One interesting quirk: Bahrain was actually the first Gulf country to discover oil, back in 1932. That early wealth set off a chain reaction of development and labor demand that shaped the island’s demographics for generations.

The gender gap today is essentially the long-term echo of that original oil boom.

5. Maldives

© Maldives

Most people picture the Maldives as a honeymoon paradise – white sand, crystal-clear water, and total relaxation. What the travel brochures leave out is that keeping all those luxury resorts running requires a massive imported workforce, and most of those workers are men.

Tourism is the backbone of the Maldivian economy, accounting for a huge chunk of GDP. Building and maintaining resorts, operating boats, managing kitchens, and handling construction all require labor that the country’s small local population cannot supply.

Workers arrive mainly from Bangladesh, India, and Sri Lanka.

The result is a gender ratio of roughly 60 to 63 percent male. The Maldives is also unusual because its population is spread across hundreds of tiny islands, making workforce logistics genuinely complicated.

Migrant workers often live on separate islands from tourists, in worker camps that exist in sharp contrast to the polished paradise just a short boat ride away.

6. Kuwait

Image Credit: Lana71, licensed under CC BY-SA 4.0. Via Wikimedia Commons.

Kuwait punches well above its weight when it comes to oil wealth per capita, and that wealth has created a deep, long-standing need for foreign labor. About 60 to 62 percent of Kuwait’s population is male, a figure that has remained stubbornly consistent for decades.

Kuwaiti citizens make up only about 30 percent of the country’s total population.

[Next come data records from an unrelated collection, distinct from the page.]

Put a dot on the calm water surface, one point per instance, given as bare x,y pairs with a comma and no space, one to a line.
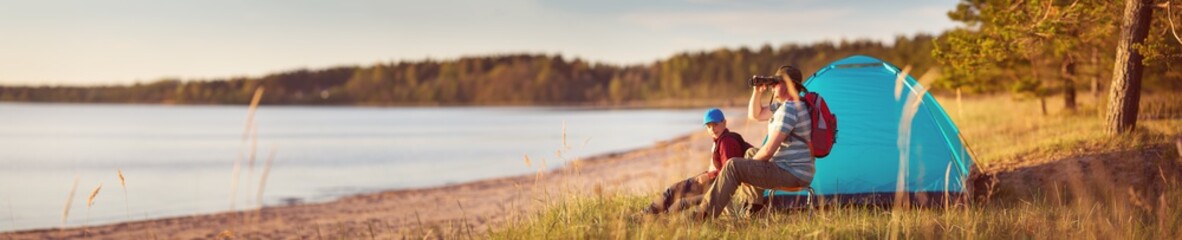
180,160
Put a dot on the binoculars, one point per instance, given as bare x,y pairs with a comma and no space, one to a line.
761,80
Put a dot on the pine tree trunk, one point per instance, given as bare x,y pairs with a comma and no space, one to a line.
1096,76
1067,72
1041,102
1124,95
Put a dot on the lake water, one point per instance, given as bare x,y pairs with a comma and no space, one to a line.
180,160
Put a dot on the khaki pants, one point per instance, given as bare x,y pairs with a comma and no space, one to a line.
753,176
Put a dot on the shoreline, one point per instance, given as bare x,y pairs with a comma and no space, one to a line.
478,205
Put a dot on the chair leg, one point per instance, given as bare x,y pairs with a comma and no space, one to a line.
809,200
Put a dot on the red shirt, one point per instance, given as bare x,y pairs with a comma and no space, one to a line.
728,144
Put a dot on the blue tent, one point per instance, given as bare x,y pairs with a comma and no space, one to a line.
864,163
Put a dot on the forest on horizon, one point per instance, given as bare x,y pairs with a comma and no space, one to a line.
1026,50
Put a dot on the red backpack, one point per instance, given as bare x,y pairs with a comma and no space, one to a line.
824,125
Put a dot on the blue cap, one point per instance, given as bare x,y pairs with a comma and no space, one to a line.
713,116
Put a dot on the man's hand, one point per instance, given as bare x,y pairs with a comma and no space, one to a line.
759,89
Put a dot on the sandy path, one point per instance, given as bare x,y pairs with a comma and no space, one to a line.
450,208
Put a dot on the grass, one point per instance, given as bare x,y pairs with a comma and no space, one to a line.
614,218
1001,131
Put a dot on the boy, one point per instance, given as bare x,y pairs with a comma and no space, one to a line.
688,193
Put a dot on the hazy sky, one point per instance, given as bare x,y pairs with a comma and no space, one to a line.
121,41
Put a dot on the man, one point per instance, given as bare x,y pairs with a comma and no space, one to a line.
783,161
687,193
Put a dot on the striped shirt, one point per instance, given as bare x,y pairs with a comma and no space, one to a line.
793,154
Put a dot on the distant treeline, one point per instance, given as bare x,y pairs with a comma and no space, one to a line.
506,79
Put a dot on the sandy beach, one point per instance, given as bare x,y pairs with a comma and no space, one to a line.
472,206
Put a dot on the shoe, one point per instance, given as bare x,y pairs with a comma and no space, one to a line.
752,209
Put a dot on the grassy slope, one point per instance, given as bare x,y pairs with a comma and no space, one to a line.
1021,137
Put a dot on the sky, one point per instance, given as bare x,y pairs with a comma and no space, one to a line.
125,41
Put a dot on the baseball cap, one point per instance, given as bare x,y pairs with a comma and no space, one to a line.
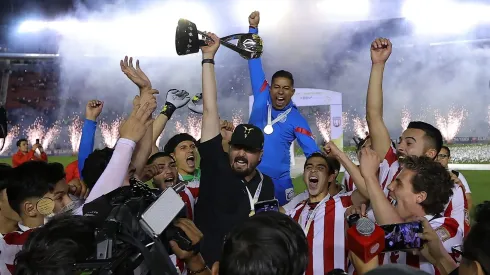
396,269
249,136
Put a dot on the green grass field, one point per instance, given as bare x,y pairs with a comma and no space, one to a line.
478,180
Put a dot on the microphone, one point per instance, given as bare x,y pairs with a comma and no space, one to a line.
365,239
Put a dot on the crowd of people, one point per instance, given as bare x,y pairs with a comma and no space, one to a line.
230,173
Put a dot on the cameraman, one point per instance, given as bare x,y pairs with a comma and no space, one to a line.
66,239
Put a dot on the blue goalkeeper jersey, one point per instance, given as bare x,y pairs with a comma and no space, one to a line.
276,161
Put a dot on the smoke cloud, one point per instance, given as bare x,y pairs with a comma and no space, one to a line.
320,54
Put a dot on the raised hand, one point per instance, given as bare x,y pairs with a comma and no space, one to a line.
196,104
93,109
192,232
135,74
212,46
254,19
380,50
331,149
369,162
226,129
150,171
148,96
135,126
179,98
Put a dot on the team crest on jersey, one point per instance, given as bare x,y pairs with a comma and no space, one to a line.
289,193
443,234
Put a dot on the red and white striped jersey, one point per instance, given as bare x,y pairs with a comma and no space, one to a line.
189,195
457,208
449,233
388,169
326,235
348,183
10,245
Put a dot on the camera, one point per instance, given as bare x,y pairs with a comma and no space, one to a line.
134,228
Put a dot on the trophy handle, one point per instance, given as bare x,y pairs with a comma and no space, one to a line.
224,42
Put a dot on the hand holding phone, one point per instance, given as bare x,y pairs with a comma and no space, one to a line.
403,236
264,206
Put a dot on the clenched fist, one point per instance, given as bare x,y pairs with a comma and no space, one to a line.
380,50
254,19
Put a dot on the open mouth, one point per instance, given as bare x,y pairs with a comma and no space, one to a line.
169,181
313,182
392,200
280,100
241,163
191,161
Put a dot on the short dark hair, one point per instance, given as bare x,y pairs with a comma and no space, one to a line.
52,249
174,141
32,179
157,156
269,243
95,165
447,149
360,142
20,140
432,178
285,74
330,164
432,134
476,246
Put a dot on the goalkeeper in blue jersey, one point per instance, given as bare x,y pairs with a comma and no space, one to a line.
275,113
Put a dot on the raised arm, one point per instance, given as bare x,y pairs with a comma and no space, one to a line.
303,134
380,52
210,117
384,212
147,95
87,140
131,131
175,99
257,75
332,149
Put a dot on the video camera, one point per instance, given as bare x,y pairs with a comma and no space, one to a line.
134,228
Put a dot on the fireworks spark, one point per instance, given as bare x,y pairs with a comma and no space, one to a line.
451,124
51,135
406,118
110,132
323,125
157,143
75,133
237,118
345,120
35,131
11,136
193,126
360,127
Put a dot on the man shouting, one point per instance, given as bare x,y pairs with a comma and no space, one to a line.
275,113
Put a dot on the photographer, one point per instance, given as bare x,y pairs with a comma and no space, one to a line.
65,240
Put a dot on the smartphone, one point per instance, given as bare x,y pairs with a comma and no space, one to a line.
264,206
402,236
162,212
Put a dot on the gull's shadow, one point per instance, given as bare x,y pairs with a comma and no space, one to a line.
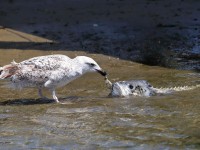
38,101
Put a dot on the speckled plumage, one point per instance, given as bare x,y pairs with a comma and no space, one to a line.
141,88
49,71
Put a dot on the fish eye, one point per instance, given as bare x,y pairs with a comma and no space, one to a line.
131,86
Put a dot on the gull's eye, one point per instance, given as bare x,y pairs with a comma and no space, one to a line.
91,64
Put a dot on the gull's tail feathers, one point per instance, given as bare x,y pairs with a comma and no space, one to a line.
8,70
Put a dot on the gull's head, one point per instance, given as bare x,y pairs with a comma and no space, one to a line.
89,65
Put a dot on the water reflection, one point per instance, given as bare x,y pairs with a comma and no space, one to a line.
88,119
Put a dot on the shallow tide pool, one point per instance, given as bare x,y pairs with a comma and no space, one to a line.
89,119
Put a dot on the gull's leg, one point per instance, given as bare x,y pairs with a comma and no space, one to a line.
54,96
40,93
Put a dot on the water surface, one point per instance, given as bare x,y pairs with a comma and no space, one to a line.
89,119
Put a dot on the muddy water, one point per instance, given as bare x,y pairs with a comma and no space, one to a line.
91,120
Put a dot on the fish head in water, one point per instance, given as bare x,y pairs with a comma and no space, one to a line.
132,87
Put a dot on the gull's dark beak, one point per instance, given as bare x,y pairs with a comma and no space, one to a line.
103,73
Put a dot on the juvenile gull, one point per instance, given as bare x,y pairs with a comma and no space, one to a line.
49,72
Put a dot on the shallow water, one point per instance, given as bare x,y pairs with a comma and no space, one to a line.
88,119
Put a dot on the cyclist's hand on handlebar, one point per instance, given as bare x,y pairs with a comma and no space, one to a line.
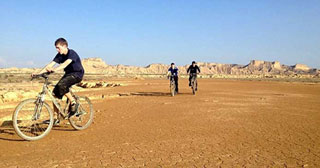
34,74
50,70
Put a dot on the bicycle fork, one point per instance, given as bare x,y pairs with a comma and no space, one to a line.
38,107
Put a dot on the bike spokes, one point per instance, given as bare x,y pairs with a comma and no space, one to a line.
29,120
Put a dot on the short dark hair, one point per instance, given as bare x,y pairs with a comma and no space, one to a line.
61,41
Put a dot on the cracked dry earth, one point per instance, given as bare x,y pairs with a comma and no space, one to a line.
227,124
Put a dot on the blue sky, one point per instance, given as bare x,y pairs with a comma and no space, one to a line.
141,32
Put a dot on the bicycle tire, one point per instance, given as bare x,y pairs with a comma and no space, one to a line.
15,120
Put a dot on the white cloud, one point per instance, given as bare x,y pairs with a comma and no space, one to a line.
30,63
3,63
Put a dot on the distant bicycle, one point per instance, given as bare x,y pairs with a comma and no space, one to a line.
33,118
194,83
172,86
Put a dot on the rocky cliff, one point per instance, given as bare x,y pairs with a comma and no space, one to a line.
255,67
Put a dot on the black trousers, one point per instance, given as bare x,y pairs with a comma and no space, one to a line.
176,82
190,77
62,87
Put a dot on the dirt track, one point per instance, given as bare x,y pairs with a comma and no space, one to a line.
228,124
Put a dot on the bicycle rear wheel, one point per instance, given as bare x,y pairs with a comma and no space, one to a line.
32,120
84,115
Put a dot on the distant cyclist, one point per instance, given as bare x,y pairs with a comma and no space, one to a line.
173,70
193,70
70,61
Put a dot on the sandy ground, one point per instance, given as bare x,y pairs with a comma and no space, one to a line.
227,124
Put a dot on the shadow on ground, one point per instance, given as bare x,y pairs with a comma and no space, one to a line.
157,94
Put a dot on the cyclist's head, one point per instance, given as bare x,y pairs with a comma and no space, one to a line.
61,45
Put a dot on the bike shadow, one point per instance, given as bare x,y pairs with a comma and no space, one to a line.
63,127
7,132
157,94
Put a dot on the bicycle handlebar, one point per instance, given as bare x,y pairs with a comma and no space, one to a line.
42,75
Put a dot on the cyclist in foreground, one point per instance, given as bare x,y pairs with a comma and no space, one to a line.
173,70
193,70
70,62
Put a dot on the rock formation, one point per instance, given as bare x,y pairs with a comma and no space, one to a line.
255,67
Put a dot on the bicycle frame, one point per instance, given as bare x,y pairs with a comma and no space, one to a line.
41,98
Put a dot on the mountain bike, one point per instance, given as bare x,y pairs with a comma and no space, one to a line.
194,83
33,118
172,86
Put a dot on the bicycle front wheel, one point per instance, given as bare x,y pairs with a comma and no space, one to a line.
172,88
32,120
84,115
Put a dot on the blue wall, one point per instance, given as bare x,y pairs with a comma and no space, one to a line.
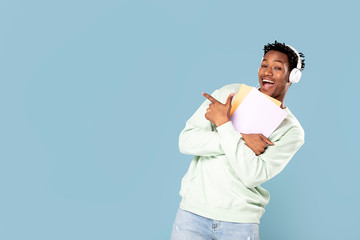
93,96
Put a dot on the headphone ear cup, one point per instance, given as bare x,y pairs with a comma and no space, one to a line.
295,75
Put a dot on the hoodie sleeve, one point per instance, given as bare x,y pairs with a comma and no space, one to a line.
254,170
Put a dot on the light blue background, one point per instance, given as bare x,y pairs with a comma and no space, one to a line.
93,96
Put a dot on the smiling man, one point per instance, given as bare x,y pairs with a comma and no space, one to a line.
221,193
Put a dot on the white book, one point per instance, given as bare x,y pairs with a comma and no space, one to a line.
257,113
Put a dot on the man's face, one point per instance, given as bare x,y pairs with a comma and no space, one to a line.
274,75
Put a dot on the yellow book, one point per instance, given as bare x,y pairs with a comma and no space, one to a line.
242,93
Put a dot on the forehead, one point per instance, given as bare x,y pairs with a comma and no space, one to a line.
273,55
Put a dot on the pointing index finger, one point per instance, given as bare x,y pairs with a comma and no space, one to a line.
213,100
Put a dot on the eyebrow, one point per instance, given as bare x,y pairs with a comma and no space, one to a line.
264,59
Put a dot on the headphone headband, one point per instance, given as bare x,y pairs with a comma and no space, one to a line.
295,73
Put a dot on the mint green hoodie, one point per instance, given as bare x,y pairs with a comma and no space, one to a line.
224,177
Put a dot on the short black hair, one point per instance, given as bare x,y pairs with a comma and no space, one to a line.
292,57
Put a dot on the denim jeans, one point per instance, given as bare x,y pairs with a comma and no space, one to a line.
189,226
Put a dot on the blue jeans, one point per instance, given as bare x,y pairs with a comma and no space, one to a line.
189,226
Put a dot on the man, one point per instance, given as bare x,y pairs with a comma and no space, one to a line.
221,193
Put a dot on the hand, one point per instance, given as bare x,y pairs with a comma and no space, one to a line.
217,112
256,142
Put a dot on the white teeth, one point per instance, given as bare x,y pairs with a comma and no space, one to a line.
265,80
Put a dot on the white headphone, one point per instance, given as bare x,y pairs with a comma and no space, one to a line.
295,74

The rest are expatriates, and the majority of those are male workers from India, Egypt, the Philippines, and Bangladesh.

They work in construction, domestic service, retail, and the oil industry itself.

Kuwait has talked about reducing its expatriate population for years, but replacing such a large workforce with local labor has proven genuinely difficult. Kuwaiti nationals often prefer government jobs, which offer better pay and benefits, leaving private sector roles to migrants.

Until that economic dynamic changes, the gender gap is likely to stay right where it is – wide open.

7. Saudi Arabia

© Saudi Arabia

Saudi Arabia rounds out this list with a gender ratio of about 58 to 62 percent male – the most modest gap among these seven countries, but still a significant departure from global norms. What makes Saudi Arabia stand out is how long this imbalance has been building.

Labor migration to Saudi Arabia began in earnest during the 1970s oil boom and never really stopped. Millions of men from South Asia, Southeast Asia, and Arab countries came to work in construction, healthcare, retail, agriculture, and domestic service.

Many have been cycling in and out of the country for generations.

Saudi Arabia has recently launched Vision 2030, an ambitious plan to diversify its economy and boost local employment. More Saudi women are now entering the workforce than ever before, which is gradually shifting the demographic picture.

Still, the country remains heavily dependent on male migrant labor, and that won’t change overnight no matter how bold the vision.